- Born: September 15, 1956 (age 69) Tbilisi, Georgian SSR, USSR
- Occupations: Pianist, professor
- Instrument: Piano
- Years active: 1965–present
- Website: andjaparidze.com

= Eteri Andjaparidze =

Georgian/American pianist and music professor (born 1956)

Eteri Andjaparidze (ეთერ ანჯაფარიძე; born September 15, 1956) is a Georgian-American pianist and music professor.

==Early life ==
Andjaparidze was born on September 15 1956, into a family of musicians in Tbilisi, Republic of Georgia. Her father, Zurab Andjaparidze (1928–1997), was the leading tenor with the Bolshoi Opera and her mother, Yvetta Bachtadze, was a pianist who gave Andjaparidze her first piano lessons. Her stepfather, Leonid Oakley (1923–1991) was a Georgian scientist. At age 5, Andjaparidze entered the Special Music School for Gifted Children in Tbilisi (studio of Meri Chavchanidze), and at age 8 debuted as a soloist with the Georgian State Symphony Orchestra and in solo recital at age 9. She studied at the Moscow State Tchaikovsky Conservatoire with Vera Gornostaeva.

==Career==
Andjaparidze was the first Soviet pianist to win the Grand Prix at the Montreal International Piano Competition in 1976.
In 1974, entering the Tchaikovsky International Competition as the youngest participant, Andjaparidze won fourth place.

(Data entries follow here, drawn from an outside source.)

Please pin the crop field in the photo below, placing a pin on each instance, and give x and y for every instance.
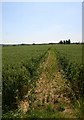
(42, 81)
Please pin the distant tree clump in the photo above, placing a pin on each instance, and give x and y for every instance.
(65, 41)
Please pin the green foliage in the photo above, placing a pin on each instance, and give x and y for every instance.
(19, 72)
(70, 60)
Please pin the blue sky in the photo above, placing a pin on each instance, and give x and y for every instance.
(41, 22)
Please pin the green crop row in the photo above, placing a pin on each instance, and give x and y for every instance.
(19, 76)
(73, 70)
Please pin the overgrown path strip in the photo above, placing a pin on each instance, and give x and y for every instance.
(52, 89)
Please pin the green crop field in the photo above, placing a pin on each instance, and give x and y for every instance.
(29, 70)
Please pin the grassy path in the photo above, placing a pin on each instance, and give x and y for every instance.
(53, 93)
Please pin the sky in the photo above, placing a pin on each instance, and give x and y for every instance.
(36, 22)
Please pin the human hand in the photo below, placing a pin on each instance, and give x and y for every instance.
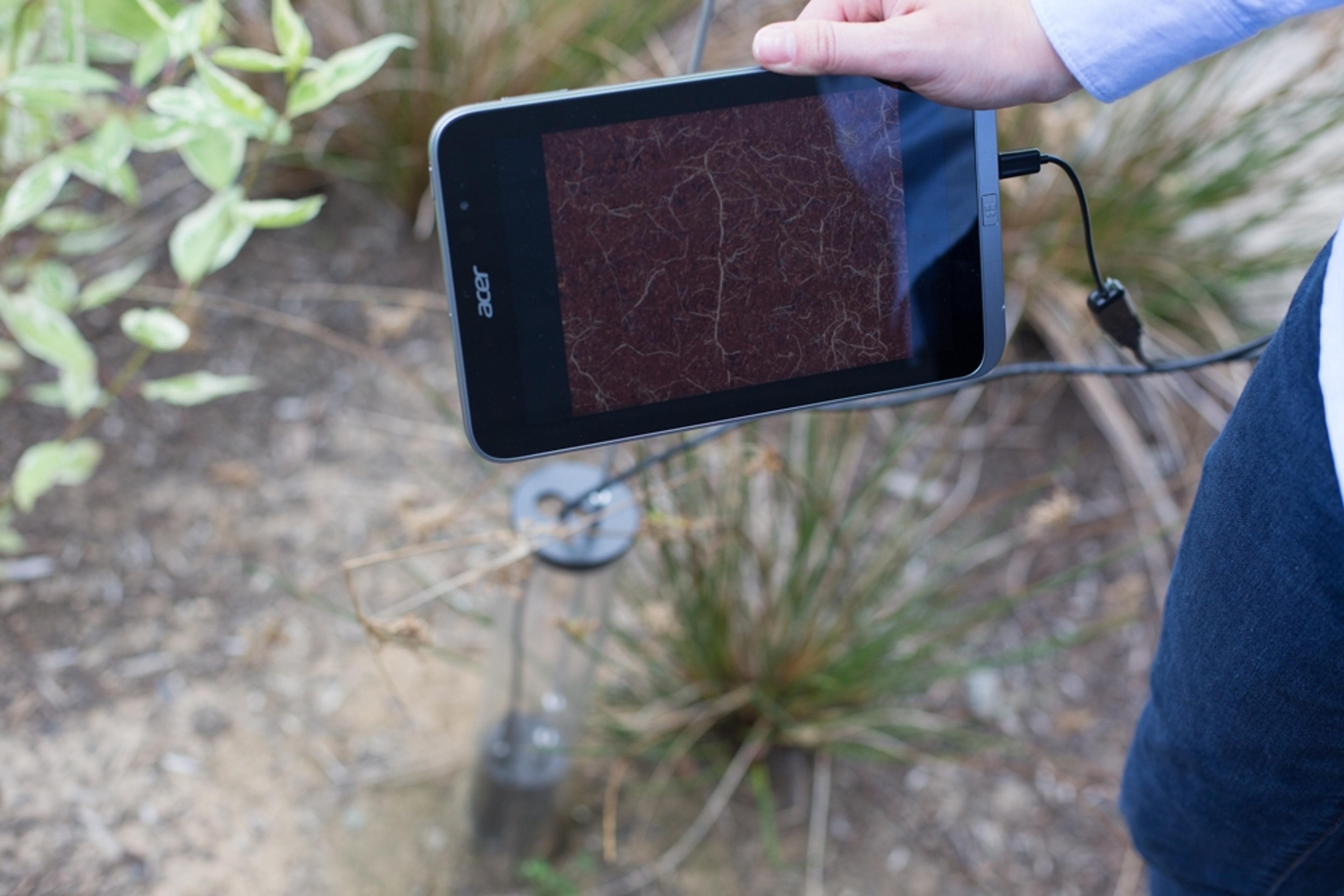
(978, 54)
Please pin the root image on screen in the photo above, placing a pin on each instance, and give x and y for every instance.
(733, 248)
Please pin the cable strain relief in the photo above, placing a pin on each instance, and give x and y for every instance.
(1117, 318)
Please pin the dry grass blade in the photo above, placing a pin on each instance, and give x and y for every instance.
(714, 806)
(815, 871)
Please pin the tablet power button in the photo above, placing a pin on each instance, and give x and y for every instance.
(990, 210)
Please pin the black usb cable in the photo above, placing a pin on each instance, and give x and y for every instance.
(1109, 303)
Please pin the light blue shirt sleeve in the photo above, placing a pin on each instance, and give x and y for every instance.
(1117, 46)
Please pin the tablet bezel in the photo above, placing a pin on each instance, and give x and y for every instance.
(490, 350)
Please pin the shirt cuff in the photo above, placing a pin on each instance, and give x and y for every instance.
(1115, 48)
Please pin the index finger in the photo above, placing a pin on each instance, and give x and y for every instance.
(846, 10)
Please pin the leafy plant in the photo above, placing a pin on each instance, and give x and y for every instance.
(85, 88)
(470, 51)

She has appeared around the globe in solo and collaborative recitals and as a guest soloist with the major orchestras and conductors. Her programs encompass all genres and styles of the piano repertoire and discography includes Grammy and Deutsche Schallplatten awards nominated solo albums.

Currently a piano faculty at NYU Steinhardt and Mannes School of Music, Andjaparidze has taught at DePaul University, SUNY, Moscow and Tbilisi State Conservatoires and conducted masterclasses worldwide. She is the founder and artistic director of the advanced piano performance study program AmerKlavier.

Andjaparidze is a recipient of the International Friendship Order, the Order of Honor, and the People's Artist of Georgia title.

==Personal life==
Andjaparidze's nephew is Georgian-American professional basketball player Sandro Mamukelashvili.